"París era una fiesta" es el título de la autobiografía póstuma de Ernest Hemingway que la editorial Scribners publicó en 1964. Aunque la traducción al castellano nos suene estos días tan oportuna y certera, el título original era "A Moveable Feast" ("Una fiesta móvil"), un concepto que define a nuestra Semana Santa, nuestra Feria, y a todos esos acontecimientos que no tienen una fecha fija en el calendario.
Como bien sabemos los sevillanos, las fiestas consiguen suspender las rutinas, las guerras y las inflaciones disparadas. La ciudad que vivió Hemingway era la de una juventud despreocupada y pobre, aunque sabedora del respaldo familiar, en la que la vida era un sueño continuo como el que retrató Woody Allen en Midnight in Paris.

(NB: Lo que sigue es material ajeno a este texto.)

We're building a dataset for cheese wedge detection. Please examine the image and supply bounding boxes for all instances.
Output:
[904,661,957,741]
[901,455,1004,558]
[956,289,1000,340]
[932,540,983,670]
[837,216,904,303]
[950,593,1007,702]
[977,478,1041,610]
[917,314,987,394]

Las imágenes de la Torre Eiffel y Trocadero como fondo para partidos de vóley y el Sena convertido en un gran vaso de natación, nos llevan a otro paisaje imposible con tintes de aventura de Julio Verne. En momentos de zozobra o agotamiento la utopía es una vía de escape muy socorrida; lo excepcional de París 2024 es poder ver la utopía construida, el verbo hecho carne.
Para encontrar algo parecido hay que irse al papel: de las vanguardias rusas a los capriccios de los italianos de Superstudio (1966-1978), las ciudades más sugerentes del siglo XX nunca llegaron a construirse. El ejemplo más claro está en Ivan Illich Leonidov, un joven obrero del puerto de Petrogrado que acabó siendo arquitecto y cuyo Proyecto Fin de Carrera, presentado en 1927, aparece en todos los anales de Historia de la Arquitectura Moderna.
El proyecto para el Instituto Lenin contemplaba una esfera a modo de globo amarrado al suelo con tirantes. La idea de un astro flotante como arquitectura habitable trufó su trayectoria, incorporando pirámides, zepelines y torres infinitas. Su actitud no dogmática le costó la carrera: "Cortadle las alas", titulaba un artículo de la revista juvenil Smena en 1931, en la que se le acusaba de "estar en las nubes" y volar "sobre las alas de la fantasía".
Cuando el pasado día de Santa Ana, muy lejos de Triana, un pebetero esférico quedaba suspendido en el cielo de París, se saldaba una deuda con Leonidov y todas las arquitecturas fantásticas jamás construidas. Por encima de toda la parafernalia de los juegos, el globo luminiscente está siendo el objetivo preferido de los fotógrafos, conscientes de la excepcionalidad de lo efímero.
En Sevilla tuvimos nuestros globos particulares en el 92, con el Heliotrón y el Palenque de Prada-Poole, o la esfera bioclimática hoy tristemente inactiva. También en el 29, cuando el vuelo del zepelín Graf, dos años después de las utopías de Leonidov, dibujó una postal difícil de creer con la Giralda amenazada por una gran máquina voladora.
Como Sevilla, París también evolucionó a ritmo de grandes acontecimientos. Abanderada en la construcción del espíritu europeo, la Exposición Universal de 1900 supuso la construcción del Grand Palais, un alarde tecnológico para la época que durante estas semanas hace las veces de pista de esgrima.
La postal de la gran estructura de acero y vidrio convertida en estadio coincide con dos noticias locales: la decisión de utilizar las naves de la calle Calatrava temporalmente como aparcamiento para las patrulleras de la Policía Local y la recuperación del mobiliario urbano regionalista –si es que algún día lo tuvieron– de San Jacinto, plaza del Triunfo y Alameda.
La sucesión de anuncios invita a pensar en que si los constructores de la Gran Exposición parisina de 1900 hubieran aplicado esa misma lógica ecléctico-historicista, París no hubiera salido nunca del gótico, ni el magnífico palais se hubiese construido, acusado de majadería contemporánea.
El complejo en el que se integra el Teatro Alameda, que ya perdió una de las cuatro naves originales, cuenta con una protección parcial grado 1 y una calificación de Servicio de Interés público y social en el PGOU. En 1988 fue intervenido por Ignacio de la Peña Muñoz con una rehabilitación intencionadamente sutil, lo que permitió al gobierno anterior proponer su recuperación como centro de danza, una idea que ahora se desecha por el momento. París saca brillo a sus joyas y Sevilla convierte una de sus piezas industriales más interesantes en aparcamiento.
La decisión se justifica con los mismos argumentos que utilizaba en la revista soviética para censurar al joven Leonidov: unas cocheras son mucho más útiles que un centro de danza. En mitad de un conflicto por las horas extra entre el Ayuntamiento y la Policía Local, la cesión de las naves suena a intento por apaciguar los ánimos. Con las fuerzas del orden satisfechas y los sevillanos desconcertados, da la sensación de que la ciudad se nos escurre de las manos como uno de esos globos de helio perdidos en el cielo.